Justice Alito’s Old Glory

Calls for the justice to recuse himself in cases involving President Trump are part of the left’s attack on the court’s legitimacy to achieve liberal outcomes despite a conservative majority.

Tasos Katopodis/Getty Images
Protesters on June 27, 2022 outside Justice Samuel Alito's home at Alexandria, Virginia. Tasos Katopodis/Getty Images

Count on a renewed round of outrage — and calls for recusal — from the left over the report that an upside-down American flag was hoisted on Justice Samuel Alito’s lawn in January 2021. The upended Old Glory is a “startling symbol,” the New York Times says, of President Trump’s claims of election fraud. Yet it’s far from clear that Justice Alito had any intention of making the kind of political statement that would raise doubts about his impartiality.

“I had no involvement whatsoever in the flying of the flag,” Justice Alito tells the Times, noting that the pennant “was briefly placed by Mrs. Alito in response to a neighbor’s use of objectionable and personally insulting language on yard signs.” That explanation didn’t suffice to still the baying of Democrats and “judicial experts,” as the Times calls them, for Justice Alito to recuse himself from any cases involving Mr. Trump and January 6.

“A judge is supposed to act in a way that enables all parties and lawyers appearing before the Court to believe they will be treated fairly,” Senator Kaine scolded. Justice Alito, Mr. Kaine added, has “brazenly destroyed this bedrock principle.” Other top Senate Democrats, including the “beyond disturbed” Richard Blumenthal of Connecticut and the judiciary committee chairman, Richard Durbin of Illinois, also called for Justice Alito to step aside.

An erstwhile federal prosecutor, Joyce Vance, accused the justice of having “forgotten,” or “just flagrantly ignoring,” the principle that “judges are not meant to be above the law.” Yet this chorus of denunciation from Democrats — on the heels of a similar round of grousing over Justice Thomas’s alleged failure to report gifts from friends — doesn’t impair either justice’s responsibility to hear cases. Chief Justice Rehnquist called this the “duty to sit.” 
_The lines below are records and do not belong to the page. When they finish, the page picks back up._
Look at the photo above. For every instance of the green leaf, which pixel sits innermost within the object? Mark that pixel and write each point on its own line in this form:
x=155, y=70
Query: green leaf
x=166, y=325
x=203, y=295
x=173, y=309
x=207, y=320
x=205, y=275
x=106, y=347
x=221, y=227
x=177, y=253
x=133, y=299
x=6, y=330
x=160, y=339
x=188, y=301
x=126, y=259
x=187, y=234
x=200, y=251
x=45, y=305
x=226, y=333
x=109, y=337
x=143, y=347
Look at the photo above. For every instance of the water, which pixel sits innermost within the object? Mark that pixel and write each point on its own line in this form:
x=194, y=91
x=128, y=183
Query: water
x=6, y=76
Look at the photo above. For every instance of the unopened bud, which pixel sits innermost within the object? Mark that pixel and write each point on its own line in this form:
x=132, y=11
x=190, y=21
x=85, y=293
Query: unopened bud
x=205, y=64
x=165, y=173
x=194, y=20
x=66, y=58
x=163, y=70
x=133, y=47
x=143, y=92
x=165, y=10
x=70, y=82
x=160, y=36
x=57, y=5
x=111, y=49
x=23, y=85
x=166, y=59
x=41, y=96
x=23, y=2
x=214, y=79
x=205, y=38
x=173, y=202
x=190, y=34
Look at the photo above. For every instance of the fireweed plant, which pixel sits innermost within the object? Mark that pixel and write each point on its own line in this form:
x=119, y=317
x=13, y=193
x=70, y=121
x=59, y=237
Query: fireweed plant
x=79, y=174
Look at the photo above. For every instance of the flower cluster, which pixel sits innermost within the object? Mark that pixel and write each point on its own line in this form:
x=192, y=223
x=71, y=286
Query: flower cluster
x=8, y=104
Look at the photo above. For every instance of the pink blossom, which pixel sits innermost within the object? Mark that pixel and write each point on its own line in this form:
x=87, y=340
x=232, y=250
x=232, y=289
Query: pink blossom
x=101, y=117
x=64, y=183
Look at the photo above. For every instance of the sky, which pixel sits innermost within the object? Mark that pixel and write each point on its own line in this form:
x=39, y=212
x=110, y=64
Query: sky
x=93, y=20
The obligation, to be sure, is not absolute, applying only in cases where a judge is “not disqualified,” the chief justice explained. This judicial duty, he said, “is even stronger in the case of a Justice of the Supreme Court.” There are, after all, no substitutes available for any of the Nine, and “no higher court of appeal” in case of an even split. A recusal, he warned, could leave a legal principle “unsettled” if such a split leads to “an affirmance of the judgment below.”

This was not to say that a justice should fail to “disqualify oneself where in fact one deems himself disqualified,” he explained. Yet it was “a reason for not ‘bending over backwards’ in order to deem one’s self disqualified.” As Justice Antonin Scalia later observed: “Even one unnecessary recusal impairs the functioning of the Court.” This is the context in which to view the left’s demands for recusal by conservative justices.

Has Justice Alito done anything to disqualify himself from weighing Mr. Trump’s cases over January 6, including larger questions of presidential immunity? “A Justice should not engage,” the court’s conduct code says, in “political activity.” If the flag in question was set up by Mrs. Alito, though, it’s hard to find fault with the justice. Nor was it a “Trump 2020” sign on the lawn. Nor, apparently, was the upside-down flag on display for long.

More broadly, the left’s attack on the court’s legitimacy — and the integrity of the individual justices — is part of an effort to achieve liberal outcomes at the court despite its solid conservative majority. It manifests itself in threats like Senator Schumer’s warning that Justice Brett Kavanaugh “will pay the price” for ruling against liberal abortion policies. It also comes in the form of “protests,” with an undertone of menace, outside the justices’s homes. 

No wonder Justice Alito is warning the justices have become “targets of assassination.” Nicholas Roske is being prosecuted for allegedly planning to kill Justice Kavanaugh. A Florida man, Neal Brij Sidhwaney, was just sentenced to prison for threatening to kill Chief Justice Roberts. The rhetoric over Justice Alito’s flagpole underscores why the Court is pleading with Congress for more security aid, noting “risks that require continuous protection.”